To keep the Rolodex was to be stupid; to discard it was heartless.
I kept it.
In the security line, I worried. Wasn’t I a version of the gullible traveler who acts as an unwitting mule of illegality, i.e., the person who transports, as a kindness, a kilo of heroin hidden in a knitting bag for an innocent-seeming granny? If asked, how would I answer the question, Did a stranger give you anything to carry?
The situation gave me a Rolodex. The situation demanded of me that I carry it.
Maybe there was an explosive in the Rolodex. Maybe a suicide bomber suffered a crisis of faith or nerve at the security line and ditched the bomb and went back to Queens. Maybe the photos were acid tabs or coated with cocaine that, following a crafty extraction process, would yield enough to net me a life sentence in an Italian jail. (I was headed to Italy to go to the artist colony.) What if, while going through customs in Rome, a dog smelled the drugs on my Rolodex?

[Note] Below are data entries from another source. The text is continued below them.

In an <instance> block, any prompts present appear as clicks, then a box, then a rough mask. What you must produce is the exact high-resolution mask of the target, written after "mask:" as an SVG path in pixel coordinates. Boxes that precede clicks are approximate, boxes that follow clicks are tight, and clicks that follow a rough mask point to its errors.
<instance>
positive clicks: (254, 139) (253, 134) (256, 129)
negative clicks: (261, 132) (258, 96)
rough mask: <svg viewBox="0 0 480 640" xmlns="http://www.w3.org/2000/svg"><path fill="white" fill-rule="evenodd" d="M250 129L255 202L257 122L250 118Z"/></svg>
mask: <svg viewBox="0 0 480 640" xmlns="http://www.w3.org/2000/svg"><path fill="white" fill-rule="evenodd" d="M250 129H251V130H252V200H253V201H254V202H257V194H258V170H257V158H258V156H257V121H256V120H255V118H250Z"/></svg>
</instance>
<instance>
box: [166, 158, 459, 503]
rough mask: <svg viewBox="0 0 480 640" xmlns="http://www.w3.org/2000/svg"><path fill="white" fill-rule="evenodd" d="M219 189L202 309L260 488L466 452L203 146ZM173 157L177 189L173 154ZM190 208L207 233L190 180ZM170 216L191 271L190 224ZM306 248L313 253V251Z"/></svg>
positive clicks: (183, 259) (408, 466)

It was already becoming my Rolodex .
I made it through security. If the Rolodex contained a bomb, it was a good bomb. Maybe, instead of cocaine, the photos were coated with a bioweapon designed to release at cruising altitude. I called my parents to say good-bye. (I hoped it wasn’t good-bye .) I told them about the Rolodex. My dad said, “Someone in those photos must have really pissed someone off.” I’d also considered this possibility; the cursedness I’d sensed originated from anger or hate directed at a person in the Rolodex photos. Somebody needed to release himself from these bad feelings. He’d thrown the photos away, betting on the psychic exorcism of a landfill burial.